What is your best way to remove all of the blob from blobstore? I'm using Python.
I have quite a lot of blobs and I'd like to delete them all. I'm
currently doing the following:
class deleteBlobs(webapp.RequestHandler):
def get(self):
all = blobstore.BlobInfo.all();
more = (all.count()>0)
blobstore.delete(all);
if more:
taskqueue.add(url='/deleteBlobs',method='GET');
Which seems to be using tons of CPU and (as far as I can tell) doing
nothing useful.
I use this approach:
import datetime
import logging
import re
import urllib
from google.appengine.ext import blobstore
from google.appengine.ext import db
from google.appengine.ext import webapp
from google.appengine.ext.webapp import blobstore_handlers
from google.appengine.ext.webapp import util
from google.appengine.ext.webapp import template
from google.appengine.api import taskqueue
from google.appengine.api import users
class IndexHandler(webapp.RequestHandler):
def get(self):
self.response.headers['Content-Type'] = 'text/plain'
self.response.out.write('Hello. Blobstore is being purged.\n\n')
try:
query = blobstore.BlobInfo.all()
index = 0
to_delete = []
blobs = query.fetch(400)
if len(blobs) > 0:
for blob in blobs:
blob.delete()
index += 1
hour = datetime.datetime.now().time().hour
minute = datetime.datetime.now().time().minute
second = datetime.datetime.now().time().second
self.response.out.write(str(index) + ' items deleted at ' + str(hour) + ':' + str(minute) + ':' + str(second))
if index == 400:
self.redirect("/purge")
except Exception, e:
self.response.out.write('Error is: ' + repr(e) + '\n')
pass
APP = webapp.WSGIApplication(
[
('/purge', IndexHandler),
],
debug=True)
def main():
util.run_wsgi_app(APP)
if __name__ == '__main__':
main()
My experience is that more than 400 blobs at once will fail, so I let it reload for every 400. I tried blobstore.delete(query.fetch(400)), but I think there's a bug right now. Nothing happened at all, and nothing was deleted.

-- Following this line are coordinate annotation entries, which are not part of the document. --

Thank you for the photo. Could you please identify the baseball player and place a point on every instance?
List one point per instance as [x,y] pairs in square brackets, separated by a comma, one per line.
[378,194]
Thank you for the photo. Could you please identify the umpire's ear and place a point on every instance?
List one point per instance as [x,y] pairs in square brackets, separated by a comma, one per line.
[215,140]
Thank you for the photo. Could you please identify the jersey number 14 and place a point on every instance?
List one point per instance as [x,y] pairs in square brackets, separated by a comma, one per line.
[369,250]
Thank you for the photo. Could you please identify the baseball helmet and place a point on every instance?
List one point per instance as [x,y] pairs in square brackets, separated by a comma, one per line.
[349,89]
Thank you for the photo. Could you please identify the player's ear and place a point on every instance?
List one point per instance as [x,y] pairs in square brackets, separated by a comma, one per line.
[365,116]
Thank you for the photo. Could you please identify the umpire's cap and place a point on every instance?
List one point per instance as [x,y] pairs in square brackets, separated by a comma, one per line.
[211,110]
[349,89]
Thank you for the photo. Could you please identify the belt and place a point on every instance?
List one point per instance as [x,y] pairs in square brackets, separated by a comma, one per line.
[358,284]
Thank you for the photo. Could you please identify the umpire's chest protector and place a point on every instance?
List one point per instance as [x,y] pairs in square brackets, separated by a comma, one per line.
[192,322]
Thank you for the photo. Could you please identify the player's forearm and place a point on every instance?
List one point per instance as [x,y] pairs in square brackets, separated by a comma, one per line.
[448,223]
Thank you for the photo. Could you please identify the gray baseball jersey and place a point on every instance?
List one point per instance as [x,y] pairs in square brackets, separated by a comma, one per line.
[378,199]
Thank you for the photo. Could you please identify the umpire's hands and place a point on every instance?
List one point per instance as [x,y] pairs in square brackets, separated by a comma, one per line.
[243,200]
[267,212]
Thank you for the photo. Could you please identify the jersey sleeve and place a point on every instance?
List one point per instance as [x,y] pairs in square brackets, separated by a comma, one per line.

You're passing the query object to the delete method, which will iterate over it fetching it in batches, then submit a single enormous delete. This is inefficient because it requires multiple fetches, and won't work if you have more results than you can fetch in the available time or with the available memory. The task will either complete once and not require chaining at all, or more likely, fail repeatedly, since it can't fetch every blob at once.
Also, calling count executes the query just to determine the count, which is a waste of time since you're going to try fetching the results anyway.
Instead, you should fetch results in batches using fetch, and delete each batch. Use cursors to set the next batch and avoid the need for the query to iterate over all the 'tombstoned' records before finding the first live one, and ideally, delete multiple batches per task, using a timer to determine when you should stop and chain the next task.